什么是“记忆重击”？

Very often it is a buffer overrun; as an example, this code:

char buffer[8];
buffer[8] = 'a';

will "stomp" on whatever happens to be in the next thing in memory after buffer. Generally speaking, 'stomping' is when memory is written to unintentionally.

Memory is "stomped" when a piece of code manipulates memory without realizing that another piece of code is using that memory in a way that conflicts. There are several common ways memory can be stomped.

One is allocating, say, 100 bytes of memory but then storing something past the 100th address. This memory might be used to hold something completely different. This is particularly hard to debug because the problem will appear when something tries to access the victim that was stomped on, and the code that stomped on it may be totally unrelated.
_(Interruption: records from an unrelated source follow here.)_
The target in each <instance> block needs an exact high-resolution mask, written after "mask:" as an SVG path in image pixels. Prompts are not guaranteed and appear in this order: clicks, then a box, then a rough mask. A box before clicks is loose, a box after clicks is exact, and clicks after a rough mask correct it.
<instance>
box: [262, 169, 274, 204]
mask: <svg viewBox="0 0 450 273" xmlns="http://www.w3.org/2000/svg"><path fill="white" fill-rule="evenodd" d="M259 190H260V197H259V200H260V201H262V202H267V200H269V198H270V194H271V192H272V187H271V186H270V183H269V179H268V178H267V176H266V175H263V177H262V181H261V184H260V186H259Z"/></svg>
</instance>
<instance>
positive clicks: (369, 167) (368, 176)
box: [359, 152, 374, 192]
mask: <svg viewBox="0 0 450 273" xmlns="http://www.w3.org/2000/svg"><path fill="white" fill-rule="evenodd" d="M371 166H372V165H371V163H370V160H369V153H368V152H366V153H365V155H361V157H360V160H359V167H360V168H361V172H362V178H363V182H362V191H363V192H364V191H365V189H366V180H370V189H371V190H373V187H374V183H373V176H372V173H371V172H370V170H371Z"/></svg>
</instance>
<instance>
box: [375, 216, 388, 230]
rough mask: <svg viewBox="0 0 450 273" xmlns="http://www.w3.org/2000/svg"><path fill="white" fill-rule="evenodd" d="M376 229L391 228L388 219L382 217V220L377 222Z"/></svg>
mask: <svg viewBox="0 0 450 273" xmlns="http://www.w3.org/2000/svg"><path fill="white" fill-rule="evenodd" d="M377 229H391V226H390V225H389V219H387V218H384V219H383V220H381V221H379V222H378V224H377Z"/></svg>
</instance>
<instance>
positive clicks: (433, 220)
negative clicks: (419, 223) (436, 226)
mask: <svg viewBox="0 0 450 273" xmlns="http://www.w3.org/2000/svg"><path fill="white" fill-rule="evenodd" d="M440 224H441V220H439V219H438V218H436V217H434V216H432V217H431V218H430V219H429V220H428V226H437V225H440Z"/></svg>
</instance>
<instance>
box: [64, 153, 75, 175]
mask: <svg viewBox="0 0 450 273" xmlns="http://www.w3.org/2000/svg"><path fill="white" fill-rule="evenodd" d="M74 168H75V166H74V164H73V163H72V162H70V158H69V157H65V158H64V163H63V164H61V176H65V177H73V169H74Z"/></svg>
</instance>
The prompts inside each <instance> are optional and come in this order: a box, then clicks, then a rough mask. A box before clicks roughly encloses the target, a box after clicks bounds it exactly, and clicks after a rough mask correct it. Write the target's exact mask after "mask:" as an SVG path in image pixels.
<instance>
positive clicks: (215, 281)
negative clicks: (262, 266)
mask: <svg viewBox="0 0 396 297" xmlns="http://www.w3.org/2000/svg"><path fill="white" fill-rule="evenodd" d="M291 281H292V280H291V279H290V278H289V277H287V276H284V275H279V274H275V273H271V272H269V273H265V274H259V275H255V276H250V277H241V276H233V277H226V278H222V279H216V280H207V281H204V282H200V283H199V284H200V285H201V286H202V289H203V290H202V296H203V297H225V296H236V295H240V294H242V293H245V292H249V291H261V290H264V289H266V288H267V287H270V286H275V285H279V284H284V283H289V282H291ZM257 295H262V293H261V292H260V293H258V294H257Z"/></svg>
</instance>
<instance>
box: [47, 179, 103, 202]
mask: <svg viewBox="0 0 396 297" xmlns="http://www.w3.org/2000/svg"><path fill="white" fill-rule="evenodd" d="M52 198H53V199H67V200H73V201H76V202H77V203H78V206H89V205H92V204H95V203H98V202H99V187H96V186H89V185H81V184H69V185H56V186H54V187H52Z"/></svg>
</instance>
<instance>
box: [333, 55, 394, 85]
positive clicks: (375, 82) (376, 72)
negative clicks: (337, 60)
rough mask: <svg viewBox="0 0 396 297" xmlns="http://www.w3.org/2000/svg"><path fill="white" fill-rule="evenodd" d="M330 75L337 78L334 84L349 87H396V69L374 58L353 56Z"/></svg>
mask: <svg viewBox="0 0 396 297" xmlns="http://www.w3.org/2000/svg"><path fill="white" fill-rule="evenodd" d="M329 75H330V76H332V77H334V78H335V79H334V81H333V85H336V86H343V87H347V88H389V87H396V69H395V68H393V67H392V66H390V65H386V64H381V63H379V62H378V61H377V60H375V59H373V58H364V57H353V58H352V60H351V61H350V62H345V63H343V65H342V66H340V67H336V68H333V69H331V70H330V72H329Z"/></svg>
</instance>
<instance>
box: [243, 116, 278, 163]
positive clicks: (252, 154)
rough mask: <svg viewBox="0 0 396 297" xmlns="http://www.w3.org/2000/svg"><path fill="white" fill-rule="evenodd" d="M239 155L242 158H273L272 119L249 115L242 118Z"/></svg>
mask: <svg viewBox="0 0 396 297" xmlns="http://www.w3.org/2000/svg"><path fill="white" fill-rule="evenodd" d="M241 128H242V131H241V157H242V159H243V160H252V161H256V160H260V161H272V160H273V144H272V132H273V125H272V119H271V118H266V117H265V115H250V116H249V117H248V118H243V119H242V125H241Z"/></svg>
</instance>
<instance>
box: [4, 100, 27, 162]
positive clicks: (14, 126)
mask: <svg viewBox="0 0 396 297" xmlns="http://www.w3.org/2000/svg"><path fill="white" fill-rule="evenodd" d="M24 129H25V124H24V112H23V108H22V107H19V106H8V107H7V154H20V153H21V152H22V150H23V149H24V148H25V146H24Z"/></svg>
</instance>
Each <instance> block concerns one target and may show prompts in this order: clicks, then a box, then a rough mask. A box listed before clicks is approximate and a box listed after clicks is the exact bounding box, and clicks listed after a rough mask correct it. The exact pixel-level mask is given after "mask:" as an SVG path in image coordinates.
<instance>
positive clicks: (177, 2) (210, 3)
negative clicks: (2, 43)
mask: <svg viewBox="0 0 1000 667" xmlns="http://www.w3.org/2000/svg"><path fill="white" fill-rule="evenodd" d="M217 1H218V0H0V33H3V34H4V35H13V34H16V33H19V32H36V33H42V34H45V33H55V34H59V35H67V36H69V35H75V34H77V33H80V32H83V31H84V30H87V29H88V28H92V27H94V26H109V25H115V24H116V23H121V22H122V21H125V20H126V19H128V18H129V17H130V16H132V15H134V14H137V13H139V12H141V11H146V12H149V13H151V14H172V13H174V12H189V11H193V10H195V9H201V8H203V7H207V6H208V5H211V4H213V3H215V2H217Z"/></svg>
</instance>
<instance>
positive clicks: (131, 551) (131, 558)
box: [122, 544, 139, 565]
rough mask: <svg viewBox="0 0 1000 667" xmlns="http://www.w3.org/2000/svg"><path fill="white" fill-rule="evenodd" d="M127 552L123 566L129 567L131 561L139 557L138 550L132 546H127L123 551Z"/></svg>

Another is accessing memory after it was freed. The memory may be allocated for another object. Again, the code that shows the problem may be related to the newly-allocated object that got the same address and unrelated to the code that caused the problem.

Other answers basically are correct, but I would like to give an example.

int a[10], i;
for (i = 0; i < 11 ; i++)
a[i] = 0;

int i, a[10];
for (i = 0; i < 11 ; i++)
a[i] = 0;

These samples may lead into infinite loop (or may not lead), because it is undefined behavior.

Very likely variable i in memory is stored just after array. So accessing a[10] could actually access i in other words it could reset loop counter.

I think it is good example that demonstrates memory "stomping".